Nawet teraz, ciągle jeszcze zaaferowany przygodą z ciężarówkami i nieco już inaczej myślący o Nabim, Adam patrzył na płycizny przy brzegach, na turkusową toń zatoki, mając nadzieję, że jednak kiedyś jeszcze pluśnie szeroki, owalny ogon, wynurzy się gdzieś sympatyczny, wąsaty pysk z wyrazem nieskończonej cierpliwości łagodnego roślinożercy, może nawet przepłynie samica z cielakiem. Kijimunā też zwolnił, też wpatrywał się w wodę. Może miał podobne myśli?

***

Siedzieli na ławce przy niewielkim kompleksie sklepów i dwóch knajpek, z których tylko jedna była otwarta. Miejsce to figurowało na mapach jako Wansaka Oura Park & Plaza. Było to stałe miejsce ich spacerów po okolicy, przystanek w drodze do mangrowców w ujściu rzeki Oura lub na plażę Sedake-no hama.

Po wielkim, prawie pustym parkingu przy Wansaka Oura przechadzał się czarny kot, gruby mayā; kilku turystów jedzących sātā andāgī obserwowało jego poczynania.

– Nabi, wytłumacz mi, dlaczego swobodnie rozmawiamy? Nie mam pojęcia, w jakim języku, ale doskonale wiem, kiedy mówisz słowa japońskie albo w dialektach okinawskich. Przedtem myślałem, że rozmawiamy po angielsku, teraz wydaje mi się, że po polsku…

– A mnie się na początku wydawało, że rozmawiam z Nabim po niemiecku, a później, że te wszystkie rozmowy są po angielsku… – Ewa też pogryzała andāgī. Miały mieć smak trzciny cukrowej, ale prawie nie różniły się od zwyczajnych.

– No właśnie. – Adam popijał gazowany napój z shikwasy, kupiony w automacie z puszkami. – A przy tym wszystkim rozmawiamy swobodnie i w ogóle nie wydaje mi się dziwne, że nie wiem, w jakim języku… Słowa japońskie zwykle rozumiem, okinawskich prawie wcale, ale przynajmniej rozpoznaję, z jakiego języka pochodzą, natomiast cała reszta to po prostu naturalna rozmowa, ale tak jakbym nie potrafił określić, po jakiemu mówię, i po jakiemu mówi Ewa, i ty…

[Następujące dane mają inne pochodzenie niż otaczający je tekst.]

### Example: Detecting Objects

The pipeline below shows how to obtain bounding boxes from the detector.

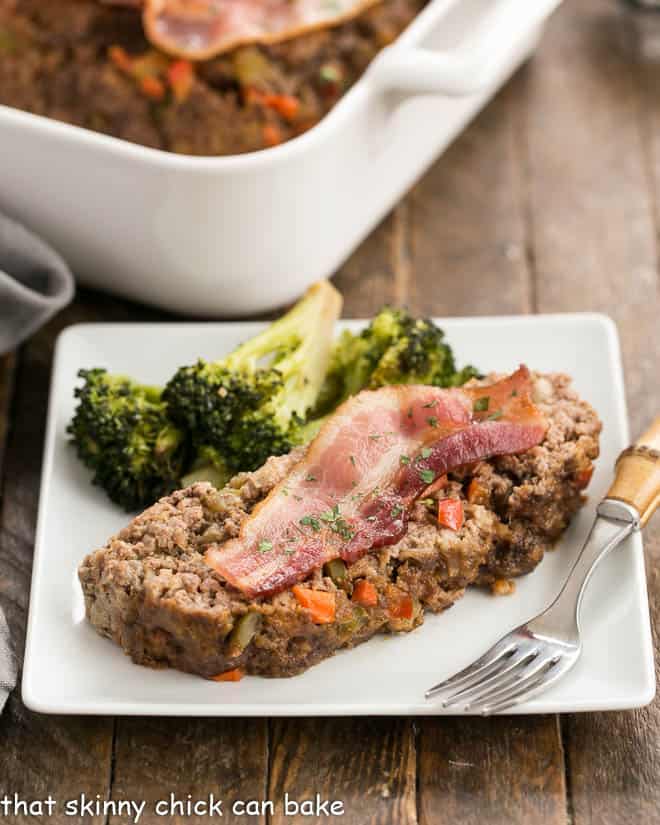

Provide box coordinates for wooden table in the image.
[2,1,660,822]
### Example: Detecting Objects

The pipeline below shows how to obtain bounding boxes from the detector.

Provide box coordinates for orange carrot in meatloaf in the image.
[437,499,464,531]
[292,586,337,624]
[352,580,378,608]
[211,668,244,682]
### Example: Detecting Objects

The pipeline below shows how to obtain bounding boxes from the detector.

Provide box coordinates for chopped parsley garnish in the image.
[281,487,289,496]
[511,389,518,397]
[369,434,381,441]
[400,455,411,466]
[302,505,354,541]
[331,518,355,541]
[349,455,356,466]
[391,505,403,519]
[423,401,437,408]
[419,498,435,508]
[427,416,438,428]
[258,540,273,553]
[300,515,321,532]
[293,494,303,502]
[419,468,435,485]
[320,504,340,522]
[305,474,317,482]
[473,396,490,413]
[407,407,413,419]
[487,410,503,421]
[421,447,432,459]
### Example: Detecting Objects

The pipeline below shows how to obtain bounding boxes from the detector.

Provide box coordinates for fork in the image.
[425,415,660,715]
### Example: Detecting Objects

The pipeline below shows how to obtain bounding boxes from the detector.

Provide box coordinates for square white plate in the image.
[22,314,655,715]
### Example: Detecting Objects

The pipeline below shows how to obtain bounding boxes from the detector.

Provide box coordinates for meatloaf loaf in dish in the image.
[79,372,601,679]
[0,0,426,155]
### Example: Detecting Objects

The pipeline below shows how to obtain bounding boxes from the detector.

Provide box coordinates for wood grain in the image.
[408,77,568,825]
[269,718,416,825]
[332,211,405,316]
[523,0,660,822]
[418,717,566,825]
[408,79,533,318]
[109,718,268,825]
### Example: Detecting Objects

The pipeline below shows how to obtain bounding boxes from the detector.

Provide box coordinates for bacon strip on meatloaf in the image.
[78,371,601,679]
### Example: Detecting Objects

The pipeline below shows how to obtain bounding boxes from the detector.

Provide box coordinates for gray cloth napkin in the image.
[0,607,16,713]
[0,212,75,355]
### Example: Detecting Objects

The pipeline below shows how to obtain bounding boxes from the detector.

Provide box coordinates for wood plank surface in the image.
[418,717,566,825]
[109,718,269,825]
[522,0,660,822]
[269,718,416,825]
[410,79,567,825]
[409,80,533,318]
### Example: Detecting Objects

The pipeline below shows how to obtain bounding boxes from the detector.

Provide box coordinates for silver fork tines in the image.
[441,645,540,708]
[464,654,560,712]
[425,640,517,700]
[424,499,641,715]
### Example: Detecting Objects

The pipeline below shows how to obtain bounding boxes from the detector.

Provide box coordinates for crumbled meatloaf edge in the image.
[78,372,601,679]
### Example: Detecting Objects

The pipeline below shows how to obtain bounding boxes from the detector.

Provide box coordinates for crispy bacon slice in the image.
[205,366,547,598]
[102,0,383,61]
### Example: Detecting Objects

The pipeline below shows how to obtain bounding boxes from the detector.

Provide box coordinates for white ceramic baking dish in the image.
[0,0,562,316]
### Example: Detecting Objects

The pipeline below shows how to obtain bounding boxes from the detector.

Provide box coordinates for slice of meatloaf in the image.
[78,372,601,679]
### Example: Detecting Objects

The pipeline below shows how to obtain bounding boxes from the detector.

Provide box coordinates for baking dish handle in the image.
[368,0,561,97]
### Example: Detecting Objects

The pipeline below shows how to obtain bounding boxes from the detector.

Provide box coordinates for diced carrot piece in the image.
[140,75,166,101]
[263,94,300,122]
[168,59,194,103]
[292,586,336,624]
[262,124,283,147]
[210,668,244,682]
[388,590,413,620]
[467,478,487,504]
[108,45,133,74]
[437,498,464,531]
[576,466,594,489]
[352,580,378,608]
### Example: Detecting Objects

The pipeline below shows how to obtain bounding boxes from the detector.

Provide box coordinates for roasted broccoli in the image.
[164,281,343,473]
[314,307,479,415]
[67,368,188,511]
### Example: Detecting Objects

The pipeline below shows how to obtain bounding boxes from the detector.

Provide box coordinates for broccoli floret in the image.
[315,307,479,414]
[67,368,188,511]
[164,281,343,472]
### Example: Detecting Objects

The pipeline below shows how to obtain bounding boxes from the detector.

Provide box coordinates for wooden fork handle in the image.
[607,416,660,527]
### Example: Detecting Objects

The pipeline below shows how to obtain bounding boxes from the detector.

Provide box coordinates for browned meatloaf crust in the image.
[0,0,427,155]
[78,372,601,679]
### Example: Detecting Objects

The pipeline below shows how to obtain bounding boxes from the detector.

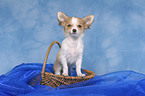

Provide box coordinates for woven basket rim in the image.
[42,69,95,79]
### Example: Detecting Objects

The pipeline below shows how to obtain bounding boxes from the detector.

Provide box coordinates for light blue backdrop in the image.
[0,0,145,75]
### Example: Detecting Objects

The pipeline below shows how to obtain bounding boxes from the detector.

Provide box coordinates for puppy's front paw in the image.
[62,72,68,76]
[77,73,86,77]
[55,73,60,75]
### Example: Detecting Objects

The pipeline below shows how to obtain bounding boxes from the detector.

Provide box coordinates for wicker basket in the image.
[40,41,95,88]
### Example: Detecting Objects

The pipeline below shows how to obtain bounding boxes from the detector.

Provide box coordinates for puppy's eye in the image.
[67,24,71,27]
[78,25,82,28]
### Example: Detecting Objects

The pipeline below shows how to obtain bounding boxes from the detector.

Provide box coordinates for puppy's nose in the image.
[72,29,77,33]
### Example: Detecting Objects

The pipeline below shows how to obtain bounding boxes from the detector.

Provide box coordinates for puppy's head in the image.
[57,12,94,39]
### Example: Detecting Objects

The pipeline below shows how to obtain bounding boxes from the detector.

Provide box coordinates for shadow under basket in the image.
[40,41,95,88]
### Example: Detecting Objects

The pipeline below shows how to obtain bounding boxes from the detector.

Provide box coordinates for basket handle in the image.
[41,41,61,75]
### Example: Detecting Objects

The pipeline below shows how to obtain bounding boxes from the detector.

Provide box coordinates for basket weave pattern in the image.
[40,41,95,88]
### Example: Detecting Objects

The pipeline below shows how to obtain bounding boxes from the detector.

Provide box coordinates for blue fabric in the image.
[0,63,145,96]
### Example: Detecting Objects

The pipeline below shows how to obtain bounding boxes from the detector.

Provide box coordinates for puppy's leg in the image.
[54,51,62,75]
[76,56,86,77]
[53,63,62,75]
[61,57,68,76]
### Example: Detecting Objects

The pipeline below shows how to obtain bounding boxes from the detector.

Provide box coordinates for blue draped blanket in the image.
[0,63,145,96]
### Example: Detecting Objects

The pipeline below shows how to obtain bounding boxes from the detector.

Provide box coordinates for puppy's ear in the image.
[82,15,94,29]
[57,12,68,26]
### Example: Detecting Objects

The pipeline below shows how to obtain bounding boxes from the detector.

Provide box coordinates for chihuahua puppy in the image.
[53,12,94,77]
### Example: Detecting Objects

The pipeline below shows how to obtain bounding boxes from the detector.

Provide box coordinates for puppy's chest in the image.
[66,47,81,57]
[62,42,83,63]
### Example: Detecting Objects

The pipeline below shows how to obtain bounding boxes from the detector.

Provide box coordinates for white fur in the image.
[61,38,83,64]
[71,17,78,34]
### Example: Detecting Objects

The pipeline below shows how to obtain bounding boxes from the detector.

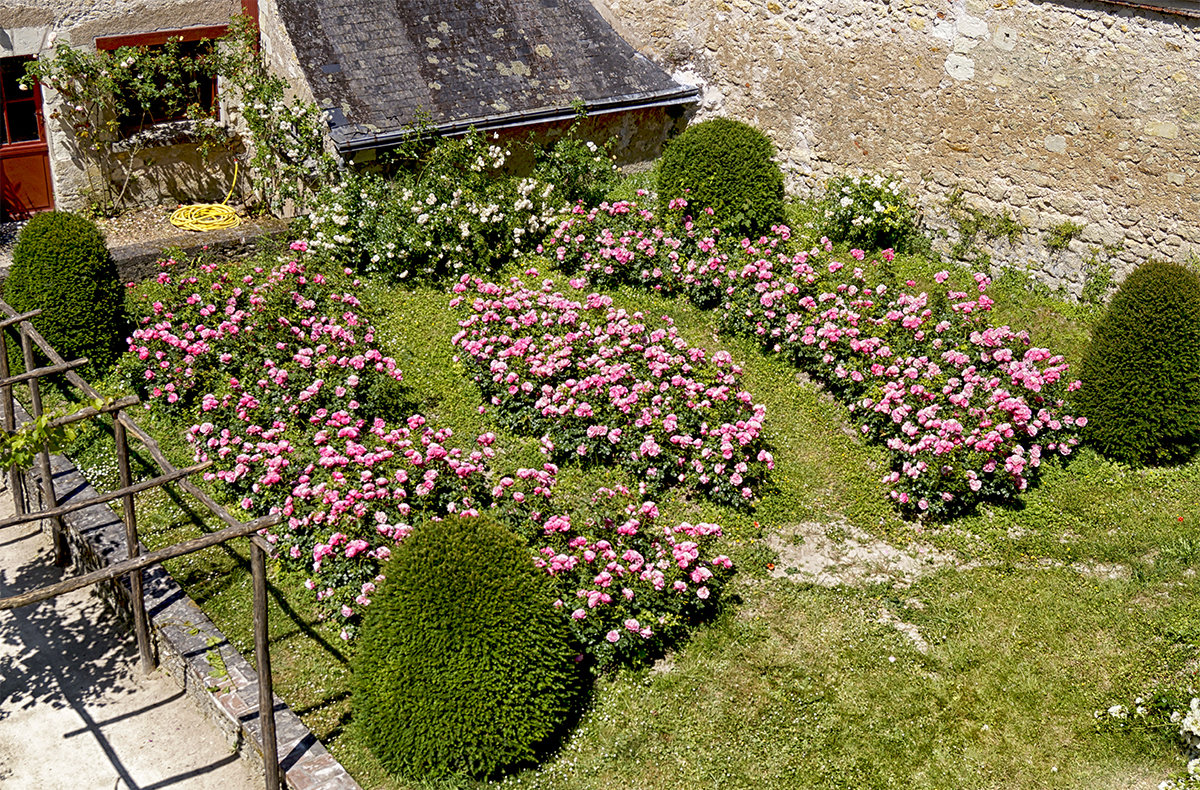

– Tak, Adam-gwā, jest tak, jak mówisz. Znasz wiele języków, ale nie potrafisz nimi mówić, tak, bo nie pozwalasz, żeby wypłynęły z twojego mabui, chcesz układać w głowie słowa, tak, i przez to ucieka ci wszystko, co wiesz.

– Nawet jak na ciebie, to zabrzmiało chyba zanadto tajemniczo. Można prościej?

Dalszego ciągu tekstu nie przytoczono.